We take pride in that,” said Poulin.
The golden goal scorer at the past two Olympics, Poulin has notched eight goals and 12 points in her 10-game Olympic career. She along with teammates Rebecca Johnston (Sudbury, Ont./Calgary, CWHL) and Wickenheiser led the team in scoring at the 2014 Games with five points apiece. In the recent exhibition series against the U.S., Poulin and Agosta led the team with five points each.
Among the returning players are Agosta, Mélodie Daoust (Valleyfield, Que./McGill University), Haley Irwin (Thunder Bay, Ont./Calgary, CWHL), Jenner, Johnston, Poulin, Natalie Spooner (Scarborough, Ont./Toronto, CWHL) and Jennifer Wakefield (Pickering, Ont./Linkoping, Sweden).

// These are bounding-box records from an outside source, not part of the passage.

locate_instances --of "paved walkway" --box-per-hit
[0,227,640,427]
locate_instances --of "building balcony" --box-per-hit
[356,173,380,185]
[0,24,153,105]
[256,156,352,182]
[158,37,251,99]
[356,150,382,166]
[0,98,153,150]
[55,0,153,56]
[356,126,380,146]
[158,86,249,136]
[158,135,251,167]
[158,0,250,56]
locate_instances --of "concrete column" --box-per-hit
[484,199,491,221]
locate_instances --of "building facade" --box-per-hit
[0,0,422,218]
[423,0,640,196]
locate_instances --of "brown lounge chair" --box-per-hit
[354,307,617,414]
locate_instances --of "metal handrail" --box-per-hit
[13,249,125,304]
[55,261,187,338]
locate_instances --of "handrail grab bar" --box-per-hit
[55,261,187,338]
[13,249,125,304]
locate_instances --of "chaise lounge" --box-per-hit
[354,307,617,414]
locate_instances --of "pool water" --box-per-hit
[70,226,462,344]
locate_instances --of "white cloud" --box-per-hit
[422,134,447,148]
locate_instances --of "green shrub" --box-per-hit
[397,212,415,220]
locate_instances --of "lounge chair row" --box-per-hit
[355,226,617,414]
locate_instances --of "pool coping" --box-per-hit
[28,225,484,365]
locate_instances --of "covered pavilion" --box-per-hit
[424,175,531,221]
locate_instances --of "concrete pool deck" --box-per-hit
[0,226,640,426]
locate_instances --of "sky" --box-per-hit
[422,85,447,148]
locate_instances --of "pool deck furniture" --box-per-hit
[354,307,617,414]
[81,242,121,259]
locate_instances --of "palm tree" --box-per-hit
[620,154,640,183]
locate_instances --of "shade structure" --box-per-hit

Canada will have a slightly different look on defence as they head into PyeongChang.
Tara Watchorn and Catherine Ward announced their retirement from the national program, giving space for Brigette Lacquette (Mallard, Man./Calgary, CWHL) and Renata Fast (Burlington, Ont./Toronto, CWHL). Centralization was a reunion for Lacquette and returnee Jocelyne Larocque (Ste. Anne, Man./CWHL).
“They have tremendous chemistry, having played college hockey together. I think they will really balance each other out,” said coach Schuler of the pair. “Brigette really brings an offensive flair to her game. She really likes to shoot the puck and she has tremendous vision. Whereas Larocque is such a sturdy defenceman for us, nobody gets by her. She is tough in the corners, she is hard to battle against and she is a tremendous, tremendous penalty killer for us. The two of them absolutely compliment each other and I think we are just so fortunate to have them be a part of our program.”
Also returning are Lauriane Rougeau (Beaconsfield, Que./Montreal, CWHL), Laura Fortino (Hamilton, Ont./CWHL) and Mikkelson.
Expect Fortino and Larocque to continue to log big minutes for Canada at the Olympics. While Ward held down the most minutes at the last Games (121:14), Fortino was a close second with 113:39 minutes logged, followed by Larocque at 107:16.
Shannon Szabados (Edmonton, Alta./Hockey Canada) has helped Canada win the past two Olympic gold medals and there is no reason to believe she won’t be called upon as the number one goalie in PyeongChang.
Riding right next to her again will be Geneviève Lacasse (Kingston, Ont./Calgary, CWHL), who is a returnee to the national team for the Olympics (however she did not see any action in Sochi).
Canada had to make extremely tough decisions when it came to choosing the three goalies they would take with them. With college standout and 2017 Patty Kazmaier winner Ann-Renée Desbiens (La Malbaie, Que./University of Wisconsin, WCHA) on the rise, she beat out a prominent contender for Canadian Olympic roster in Emerance Maschmeyer.